Medical fiber optics technology advances, such as optical engineering and imaging, have increased the use of minimally-invasive surgery. Traditional surgery requires sizable and invasive incisions to expose internal organs and operate on affected areas. In contrast, minimally-invasive surgery involves much smaller surgical incisions, leaving the tissues more intact. In addition, the recovery process is significantly shortened and less complicated. The physicians rely on disposable fiber-optic catheter assemblies with video and surgical instrumentation to accomplish this.
Some optic instruments were developed as far back as the nineteenth century. However, when optical fibers and light sources were developed in the mid-1900s, that spawned the development of many new medical devices and tools. Later, optical fiber imaging tools became widely accepted for invasive surgery. However, fiber optic cables in medical devices have the potential to be used in many more applications, such as:
- Remote spectrophotometry
- Endoscopic imaging
- Pressure and position sensing
- Scintillation counting
- Intravascular pressure transducers
- In vivo oximeters
Fiber optics work well for use as intelligent sensors to monitor temperature, pressure and oxygen concentration.
Advantages of Fiber Optics Sensing
The advantages of using fiber optics over electronic sensors in medical applications are many. Here are a few of the benefits:
- Its small size
- immunity to EM
- greater sensitivity
- geometrical versatility
- general robust characteristics
Safe for health monitoring, fiber optics used in sensing tools are also very stable and biocompatible. They can be sterilized and autoclaved. Another big advantage of using fiber optics is that it can act as the sensor itself, transmitting signals to monitoring equipment.
Without using electrical parts or conductors, fiber optic cable is free from electrical hazards in the sensing area. Fiber optic medical sensors have proven to be ideal for use many areas of medical practice, including angiology, cardiovascular exams, ophthalmology, and dentistry.
As an inert material, the glass fiber resists many chemicals, so it’s well suited for use in in-vitro and in-vivo applications. Because surgical theaters have all kinds of equipment producing EMI, the use of fiber is reliable for life-support and mission critical in this situation, due to its immunity to EMI.
Yet, the greatest advantage for fiber is its size. It can be miniature, flexible, and light in weight. This makes it ideal for space-restricted applications, such as catheters.
Advantages and Disadvantages of Optical Fiber Coatings
Other benefits medical fiber optic technology include the properties of the coatings placed onto the fiber.
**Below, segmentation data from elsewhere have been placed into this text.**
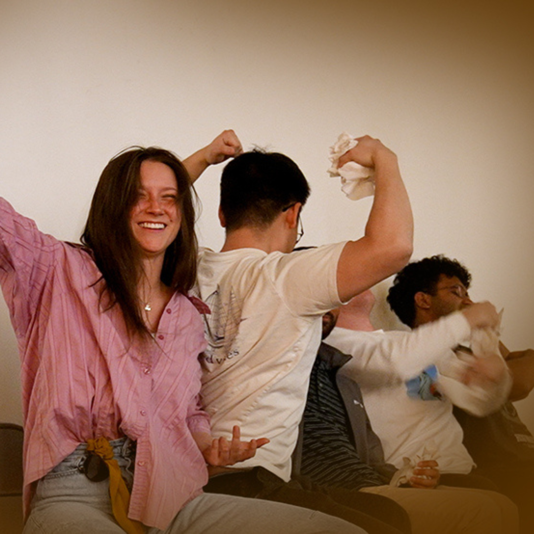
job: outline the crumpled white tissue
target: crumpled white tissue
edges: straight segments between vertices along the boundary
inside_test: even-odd
[[[420,454],[415,454],[413,458],[404,457],[402,459],[404,465],[393,475],[389,485],[400,486],[403,484],[409,484],[410,479],[413,476],[413,470],[419,462],[426,460],[437,460],[439,458],[437,445],[434,439],[428,441],[423,447]]]
[[[358,200],[374,194],[373,169],[360,165],[355,161],[349,161],[343,167],[337,168],[340,158],[357,144],[358,142],[352,136],[343,132],[340,134],[337,140],[330,147],[330,155],[328,156],[332,162],[328,174],[332,177],[341,177],[341,191],[351,200]]]

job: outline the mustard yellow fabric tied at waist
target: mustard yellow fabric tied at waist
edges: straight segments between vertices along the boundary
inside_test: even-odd
[[[109,497],[111,499],[111,507],[113,516],[121,528],[128,534],[144,534],[145,528],[138,521],[130,519],[128,516],[128,507],[130,506],[130,492],[126,487],[121,474],[121,468],[117,460],[113,457],[113,449],[109,441],[105,437],[99,437],[96,439],[87,441],[87,452],[90,456],[96,455],[101,458],[107,467],[109,476]],[[95,473],[93,477],[88,474],[88,477],[92,480],[104,480],[101,478],[104,474],[102,472],[102,462],[100,465],[93,467],[91,469]]]

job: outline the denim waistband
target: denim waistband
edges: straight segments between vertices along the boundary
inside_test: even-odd
[[[113,457],[119,467],[128,468],[133,467],[135,459],[136,442],[129,437],[121,437],[109,442],[113,450]],[[81,443],[76,449],[58,464],[50,473],[61,473],[72,469],[80,469],[87,457],[87,444]]]

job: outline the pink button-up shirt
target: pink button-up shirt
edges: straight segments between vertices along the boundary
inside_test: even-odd
[[[81,443],[137,441],[129,515],[163,530],[201,492],[205,463],[192,432],[200,407],[200,316],[176,294],[155,342],[132,342],[118,305],[99,307],[88,252],[40,232],[0,199],[0,283],[22,363],[25,505],[31,484]]]

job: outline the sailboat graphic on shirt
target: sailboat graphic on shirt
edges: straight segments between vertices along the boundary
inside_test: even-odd
[[[218,286],[205,302],[211,310],[209,315],[203,316],[208,344],[205,359],[208,363],[221,364],[239,354],[234,342],[241,320],[242,303],[231,289],[223,299]]]

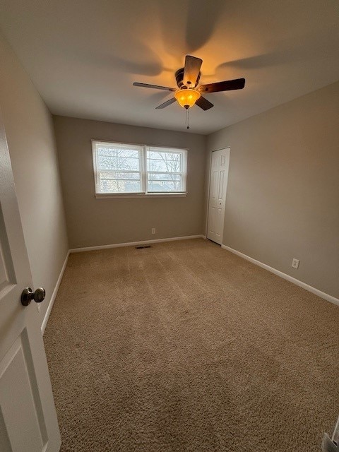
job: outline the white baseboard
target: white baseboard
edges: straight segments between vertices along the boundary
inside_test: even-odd
[[[86,246],[85,248],[73,248],[69,250],[70,253],[81,253],[82,251],[93,251],[97,249],[107,249],[108,248],[121,248],[122,246],[136,246],[138,245],[145,245],[152,243],[160,243],[162,242],[173,242],[174,240],[188,240],[189,239],[201,239],[205,236],[186,235],[182,237],[169,237],[167,239],[153,239],[153,240],[142,240],[141,242],[127,242],[126,243],[114,243],[112,245],[100,245],[99,246]]]
[[[328,294],[326,294],[324,292],[321,292],[321,290],[319,290],[318,289],[313,287],[311,285],[309,285],[308,284],[306,284],[306,282],[299,281],[299,280],[295,279],[295,278],[293,278],[292,276],[290,276],[290,275],[283,273],[282,271],[280,271],[279,270],[276,270],[273,267],[270,267],[269,266],[267,266],[266,263],[263,263],[259,261],[256,261],[256,259],[254,259],[253,258],[249,257],[249,256],[246,256],[246,254],[244,254],[243,253],[241,253],[240,251],[238,251],[236,249],[230,248],[230,246],[226,246],[226,245],[221,245],[221,247],[223,249],[227,249],[227,251],[230,251],[234,254],[237,254],[237,256],[242,257],[244,259],[246,259],[246,261],[249,261],[249,262],[251,262],[252,263],[255,263],[256,266],[258,266],[262,268],[265,268],[265,270],[268,270],[268,271],[270,271],[272,273],[274,273],[275,275],[277,275],[278,276],[282,278],[284,280],[287,280],[290,282],[293,282],[293,284],[295,284],[296,285],[299,285],[300,287],[302,287],[303,289],[305,289],[306,290],[311,292],[312,294],[314,294],[315,295],[318,295],[318,297],[320,297],[321,298],[323,298],[324,299],[326,299],[328,302],[331,302],[331,303],[334,303],[334,304],[337,304],[338,306],[339,306],[339,299],[338,298],[335,298],[335,297],[332,297],[332,295],[329,295]]]
[[[54,303],[56,294],[58,293],[59,287],[60,285],[60,282],[61,282],[62,277],[64,275],[64,272],[65,271],[66,266],[67,264],[67,261],[69,260],[69,251],[67,252],[67,255],[65,258],[65,261],[61,268],[61,270],[58,278],[58,280],[56,281],[56,284],[55,285],[54,290],[53,290],[53,293],[52,294],[51,299],[49,300],[49,304],[47,307],[47,310],[46,311],[46,314],[44,314],[44,320],[42,321],[42,324],[41,326],[41,332],[42,334],[44,333],[44,330],[46,329],[46,326],[47,325],[48,319],[49,318],[49,314],[51,314],[52,308],[53,307],[53,304]]]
The coating adds strength and allows for tight geometrical tolerances. It also features temperature resistance.
Drawbacks include the requirement for special tools for assembly and sensitivity of the fiber during handling. A capable fiber optic cable assembly supplier can take on these issues.
Tight Bend Tolerance for Invasive Surgery
Another advantage of fiber optics is its tolerance to tight bends. This makes it an appropriate medium for use in invasive surgery. As a result, a catheter can move freely around organs and bones, and travel easily through veins and arteries. There are minimum bend radii restrictions, but again, a medical cable assembly manufacturer can help design the right fiber type, size, and other specifications to optimize surgical latitude.
Specialty Fibers for New Sensing Concepts
Likewise, unique specialty fiber types are facilitating the development of entirely new sensing concepts. A surgeon needs information about the shape, direction, and position of an instrument during minimally-invasive surgery. Specialty medical fiber optics help provide new solutions for these requirements.
The increased use of medical fiber optic technology has also advanced medical technology overall. The result is that physicians receive better information during surgery, allowing for improved surgical outcomes and improved population health.